Health dept stands by COVIDSafe app


Denham Sadler
Senior Reporter

The federal Health department has stood by COVIDSafe at a Senate hearing, despite confirming it was yet to identify a new close contact in Victoria, where contact tracers stopped using the app entirely for a week during the outbreak of the state’s second wave of COVID-19.

The Senate Select Committee on COVID-19 briefly turned its attention to COVIDSafe on Friday morning, with senators searching for answers as to why the app appears to have been little help to the Australian state worst hit by the virus.

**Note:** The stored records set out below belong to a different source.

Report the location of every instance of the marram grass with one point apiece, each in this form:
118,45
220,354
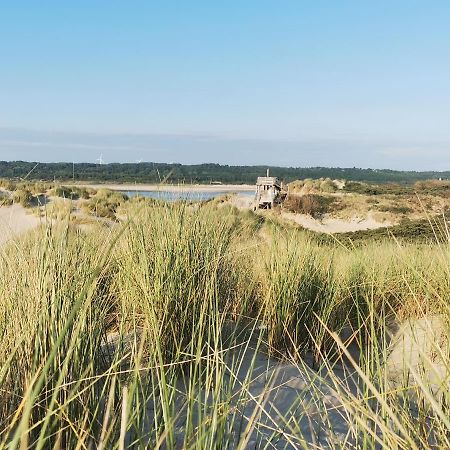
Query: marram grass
151,334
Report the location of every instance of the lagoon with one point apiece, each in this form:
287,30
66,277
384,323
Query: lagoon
190,195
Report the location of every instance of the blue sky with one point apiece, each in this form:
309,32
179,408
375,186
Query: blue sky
334,83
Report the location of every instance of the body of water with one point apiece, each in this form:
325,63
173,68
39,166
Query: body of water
172,196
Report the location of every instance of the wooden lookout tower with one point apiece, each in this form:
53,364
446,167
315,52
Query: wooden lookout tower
269,191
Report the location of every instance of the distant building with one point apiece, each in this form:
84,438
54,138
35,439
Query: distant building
268,192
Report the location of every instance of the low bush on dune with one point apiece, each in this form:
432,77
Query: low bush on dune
105,203
23,197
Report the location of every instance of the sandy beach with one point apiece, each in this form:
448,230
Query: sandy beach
172,187
14,220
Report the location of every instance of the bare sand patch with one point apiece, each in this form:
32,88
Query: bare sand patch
14,220
172,187
333,225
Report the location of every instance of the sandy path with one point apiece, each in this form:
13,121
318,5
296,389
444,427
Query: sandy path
14,220
173,188
332,225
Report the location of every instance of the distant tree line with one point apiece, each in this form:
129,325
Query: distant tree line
147,172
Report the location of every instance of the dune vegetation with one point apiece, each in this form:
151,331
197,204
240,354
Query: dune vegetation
199,326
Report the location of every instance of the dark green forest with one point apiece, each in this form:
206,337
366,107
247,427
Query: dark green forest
148,172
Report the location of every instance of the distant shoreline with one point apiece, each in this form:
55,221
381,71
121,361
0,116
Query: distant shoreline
171,187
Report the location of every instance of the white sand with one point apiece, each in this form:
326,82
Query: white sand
14,220
332,225
173,188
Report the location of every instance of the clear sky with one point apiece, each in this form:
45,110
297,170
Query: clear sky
302,82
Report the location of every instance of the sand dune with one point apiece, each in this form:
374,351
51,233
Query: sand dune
333,225
14,220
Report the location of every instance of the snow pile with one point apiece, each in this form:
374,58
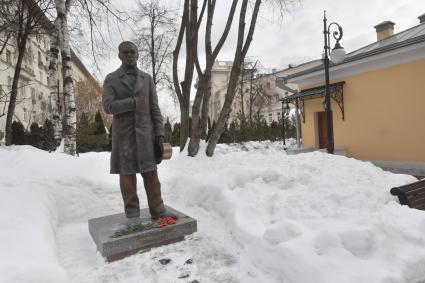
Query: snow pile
263,216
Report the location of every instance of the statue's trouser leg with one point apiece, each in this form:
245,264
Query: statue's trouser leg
153,192
128,185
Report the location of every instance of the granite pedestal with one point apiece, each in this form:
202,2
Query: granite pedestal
113,248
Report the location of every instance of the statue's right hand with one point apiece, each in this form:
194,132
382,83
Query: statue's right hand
139,103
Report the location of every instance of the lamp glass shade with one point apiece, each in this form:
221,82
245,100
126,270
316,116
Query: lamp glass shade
337,54
287,109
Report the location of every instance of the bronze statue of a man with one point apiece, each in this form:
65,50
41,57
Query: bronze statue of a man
129,94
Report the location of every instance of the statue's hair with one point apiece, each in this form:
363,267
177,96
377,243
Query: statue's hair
122,44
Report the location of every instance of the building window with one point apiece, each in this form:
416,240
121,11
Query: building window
8,57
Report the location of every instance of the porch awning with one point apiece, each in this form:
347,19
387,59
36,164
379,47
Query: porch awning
336,91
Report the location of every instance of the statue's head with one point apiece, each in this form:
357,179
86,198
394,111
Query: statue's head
128,53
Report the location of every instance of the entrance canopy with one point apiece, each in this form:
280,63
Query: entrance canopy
336,92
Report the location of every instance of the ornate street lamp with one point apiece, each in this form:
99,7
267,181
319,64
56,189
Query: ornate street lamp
337,55
285,112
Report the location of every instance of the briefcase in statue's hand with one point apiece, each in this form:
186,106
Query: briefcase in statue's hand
162,151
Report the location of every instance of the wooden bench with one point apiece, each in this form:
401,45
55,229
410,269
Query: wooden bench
412,194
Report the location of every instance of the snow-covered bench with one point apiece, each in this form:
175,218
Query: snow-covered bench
412,194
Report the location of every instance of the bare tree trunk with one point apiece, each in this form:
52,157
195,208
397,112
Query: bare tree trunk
241,50
14,91
153,59
196,129
200,124
54,86
62,8
184,112
242,92
206,104
24,29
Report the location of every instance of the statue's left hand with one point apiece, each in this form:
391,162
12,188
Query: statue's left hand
159,139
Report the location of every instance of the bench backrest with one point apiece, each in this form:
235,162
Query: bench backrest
412,194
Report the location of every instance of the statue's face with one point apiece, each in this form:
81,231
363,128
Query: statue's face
128,54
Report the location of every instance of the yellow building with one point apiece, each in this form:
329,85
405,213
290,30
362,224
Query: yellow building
378,101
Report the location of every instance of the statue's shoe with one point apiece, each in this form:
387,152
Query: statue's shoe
132,221
164,214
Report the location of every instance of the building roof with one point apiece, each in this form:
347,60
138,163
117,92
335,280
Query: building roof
407,37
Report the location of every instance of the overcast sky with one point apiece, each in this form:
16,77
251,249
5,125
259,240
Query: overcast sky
297,37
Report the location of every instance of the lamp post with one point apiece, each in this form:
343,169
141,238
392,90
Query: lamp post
337,55
285,112
283,125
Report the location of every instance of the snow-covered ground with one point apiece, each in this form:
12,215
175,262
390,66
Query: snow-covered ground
263,216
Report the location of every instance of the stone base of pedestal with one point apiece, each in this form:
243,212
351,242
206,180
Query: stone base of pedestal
103,231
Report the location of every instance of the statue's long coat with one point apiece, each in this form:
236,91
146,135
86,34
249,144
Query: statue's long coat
134,125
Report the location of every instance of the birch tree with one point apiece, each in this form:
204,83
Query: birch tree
242,46
155,36
60,42
203,92
189,28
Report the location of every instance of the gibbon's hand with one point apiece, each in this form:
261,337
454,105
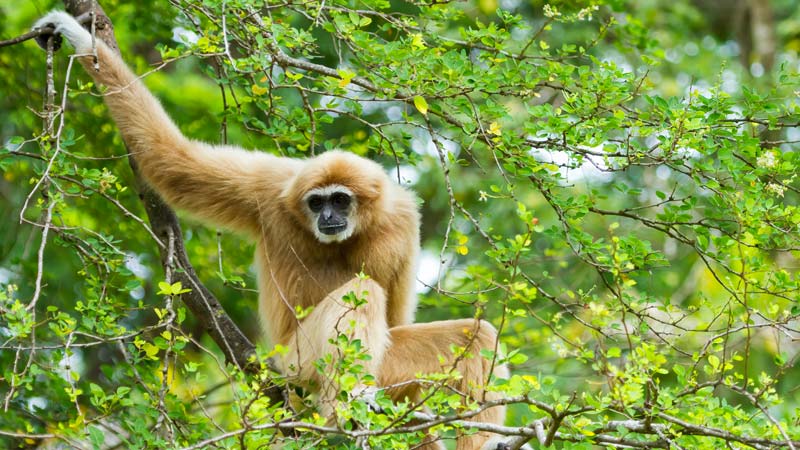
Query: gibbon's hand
64,25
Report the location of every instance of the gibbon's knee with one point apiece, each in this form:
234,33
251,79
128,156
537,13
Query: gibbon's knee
427,348
336,315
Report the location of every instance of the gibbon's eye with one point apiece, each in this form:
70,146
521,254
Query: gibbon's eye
340,200
315,203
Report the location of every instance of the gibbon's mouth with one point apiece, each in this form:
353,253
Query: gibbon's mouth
331,230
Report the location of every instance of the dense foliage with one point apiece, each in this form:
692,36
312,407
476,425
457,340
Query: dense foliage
603,180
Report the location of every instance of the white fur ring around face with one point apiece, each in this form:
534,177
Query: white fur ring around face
66,26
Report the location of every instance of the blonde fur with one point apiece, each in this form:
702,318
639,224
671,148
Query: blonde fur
264,196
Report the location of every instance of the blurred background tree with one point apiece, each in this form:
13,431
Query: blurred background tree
611,183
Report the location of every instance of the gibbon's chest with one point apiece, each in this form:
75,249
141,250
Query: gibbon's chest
300,271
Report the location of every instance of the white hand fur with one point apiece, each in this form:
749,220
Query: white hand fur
68,27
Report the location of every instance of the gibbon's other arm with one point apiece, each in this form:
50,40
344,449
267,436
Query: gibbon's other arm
224,185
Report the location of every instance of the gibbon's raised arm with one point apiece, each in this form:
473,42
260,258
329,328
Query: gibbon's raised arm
220,184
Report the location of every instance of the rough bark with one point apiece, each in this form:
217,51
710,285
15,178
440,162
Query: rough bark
201,302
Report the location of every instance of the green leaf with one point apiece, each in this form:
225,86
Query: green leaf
421,104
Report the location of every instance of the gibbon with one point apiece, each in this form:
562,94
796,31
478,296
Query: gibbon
317,222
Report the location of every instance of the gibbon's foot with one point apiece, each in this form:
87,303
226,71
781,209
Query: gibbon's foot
64,25
368,395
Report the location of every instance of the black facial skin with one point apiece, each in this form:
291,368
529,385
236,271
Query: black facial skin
332,211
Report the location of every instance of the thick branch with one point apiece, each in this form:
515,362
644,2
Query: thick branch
200,301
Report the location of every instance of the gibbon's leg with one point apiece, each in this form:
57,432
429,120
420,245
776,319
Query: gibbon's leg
327,320
416,349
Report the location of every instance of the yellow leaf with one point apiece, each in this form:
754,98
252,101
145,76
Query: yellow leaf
417,42
421,104
346,77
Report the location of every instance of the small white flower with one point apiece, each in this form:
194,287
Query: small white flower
551,11
776,189
767,160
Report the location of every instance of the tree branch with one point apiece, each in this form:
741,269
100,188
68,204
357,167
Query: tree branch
201,302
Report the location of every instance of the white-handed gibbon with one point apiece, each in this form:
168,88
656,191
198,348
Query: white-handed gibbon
317,222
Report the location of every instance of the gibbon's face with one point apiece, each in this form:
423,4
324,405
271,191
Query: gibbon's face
331,212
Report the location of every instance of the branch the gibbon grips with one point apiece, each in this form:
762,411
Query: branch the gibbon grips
318,223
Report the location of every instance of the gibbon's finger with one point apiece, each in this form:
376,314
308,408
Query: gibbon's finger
47,33
67,26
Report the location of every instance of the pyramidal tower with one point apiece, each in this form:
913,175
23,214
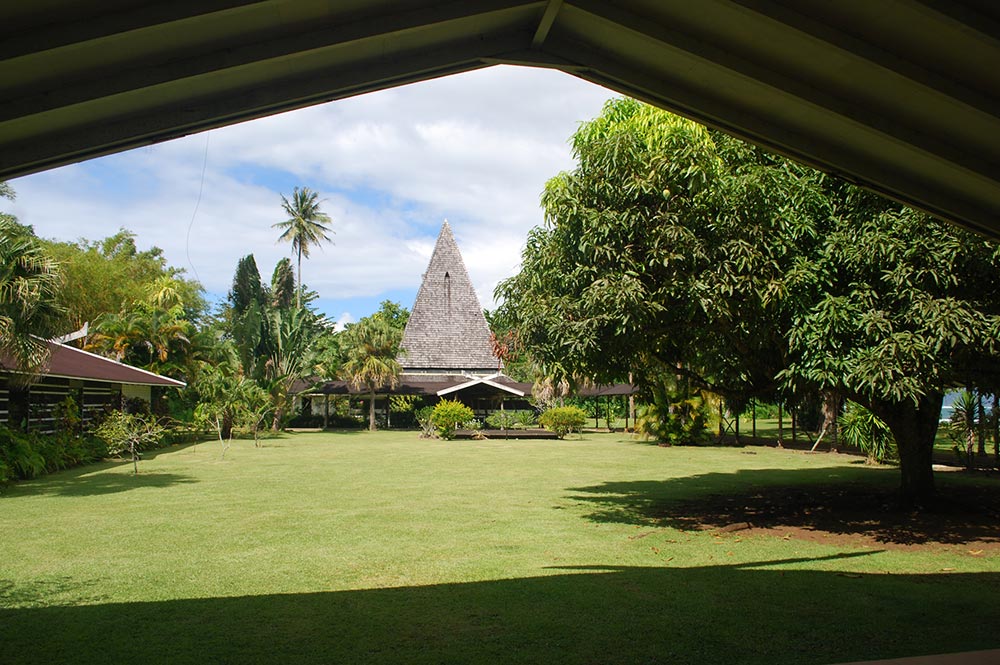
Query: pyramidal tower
447,333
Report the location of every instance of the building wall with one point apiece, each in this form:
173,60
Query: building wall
36,406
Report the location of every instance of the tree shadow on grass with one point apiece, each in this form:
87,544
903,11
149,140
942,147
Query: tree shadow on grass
857,504
93,480
754,613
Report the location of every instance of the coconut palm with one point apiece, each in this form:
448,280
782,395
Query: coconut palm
29,283
372,346
304,227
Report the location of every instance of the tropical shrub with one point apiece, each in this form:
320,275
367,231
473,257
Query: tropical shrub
131,433
525,418
448,415
26,455
563,419
501,420
426,422
862,429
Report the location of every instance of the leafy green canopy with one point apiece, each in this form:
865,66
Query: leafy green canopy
673,251
305,226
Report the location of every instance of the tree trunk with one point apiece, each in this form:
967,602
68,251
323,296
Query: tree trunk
914,426
781,427
981,428
226,431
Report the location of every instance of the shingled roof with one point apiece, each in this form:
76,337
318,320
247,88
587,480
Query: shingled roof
447,331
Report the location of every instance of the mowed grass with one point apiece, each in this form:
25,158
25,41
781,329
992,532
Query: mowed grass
357,547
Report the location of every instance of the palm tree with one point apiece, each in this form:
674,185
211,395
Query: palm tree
29,284
304,226
372,346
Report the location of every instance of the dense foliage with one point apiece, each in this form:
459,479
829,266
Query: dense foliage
563,419
448,415
681,256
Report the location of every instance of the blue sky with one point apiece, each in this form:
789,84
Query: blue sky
475,149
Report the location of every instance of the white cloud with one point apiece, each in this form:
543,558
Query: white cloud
475,148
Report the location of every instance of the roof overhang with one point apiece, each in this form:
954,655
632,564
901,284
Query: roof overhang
902,97
67,362
481,381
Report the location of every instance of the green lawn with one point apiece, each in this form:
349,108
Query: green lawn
356,547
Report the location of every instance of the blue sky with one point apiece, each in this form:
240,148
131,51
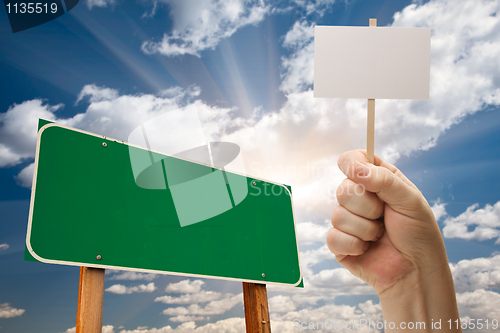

Health department officials also revealed that there would soon be better reporting on the use of COVIDSafe around the country in order to meet “community expectations”.

Melbourne
Empty streets: Melbourne has been Stage 4 quiet. Photo: Timothy Lau/Shutterstock.com

COVIDSafe had been of “limited use” in Victoria due to the way contact tracing is conducted in the state, Health department associate secretary Carolyn Edwards said at the hearing, and officials stopped using it entirely for about a week as cases started to grow.

“As they geared up, they lost the momentum to use the app and for a short period were no longer asking the question at the interview if they had the app. That has now been rectified,” Ms Edwards said.

Ms Edwards said the app’s lack of effectiveness in Victoria is due to how contact tracing is conducted in the state.

“It has had limited use in Victoria for reasons we are working through with Victoria in relation to the way they do their contact tracing. It’s available to Victoria, and we’ve been offering and delivering training to officers in Victoria and we are now getting additional activity in using the app,” she said.

“To date, they haven’t used it yet to the greatest extent we would like…it hasn’t been a major player in identifying contacts in Victoria.”

Greens leader Richard Di Natale said the app had been a “failure” in Victoria.

“When we needed it in Victoria it failed us. I think that’s inarguable, and this is coming from someone who downloaded the app,” Senator Di Natale said.

“It was touted as a solution, the Prime Minister argued we needed it, but when we needed it during a time when the epidemic was at its worst, it hasn’t been of any assistance.”

In response, Ms Edwards denied that the app has failed, and said it has had success across the border in New South Wales.

“I wouldn’t categorise it as a failure, that suggests there’s no use persevering and that’s absolutely not the case. And as Victoria stabilises it will have increasing impact. We stand by it as being an important tool,” she said.

Health secretary Brendan Murphy, who last week revealed that Victoria had briefly stopped using the app, said COVIDSafe had been of “incredible use” in New South Wales.

“Victoria tried to use it early in the outbreak when it was mainly family transmission. They found it wasn’t of great use at that time, they stopped using it, and they are now using it,” Professor Murphy told the hearing.

It has been claimed by government ministers that COVIDSafe picked up more than 500 new close contacts as part of a cluster in Western Sydney. But Health officials confirmed that COVIDSafe had identified a new case at a pub where a confirmed case of COVID-19 had visited, and manual contact tracing was then used to identify the hundreds of close contacts.

The most recent figures provided by the NSW government show that 14 unique close contacts have been identified by COVIDSafe.

Due to the “extreme privacy requirements”, there are no rules for how state government’s report on their use of COVIDSafe, Ms Edwards said, with New South Wales now leading a new program to get more regular updates “in a way that least burdens the contact tracing program”.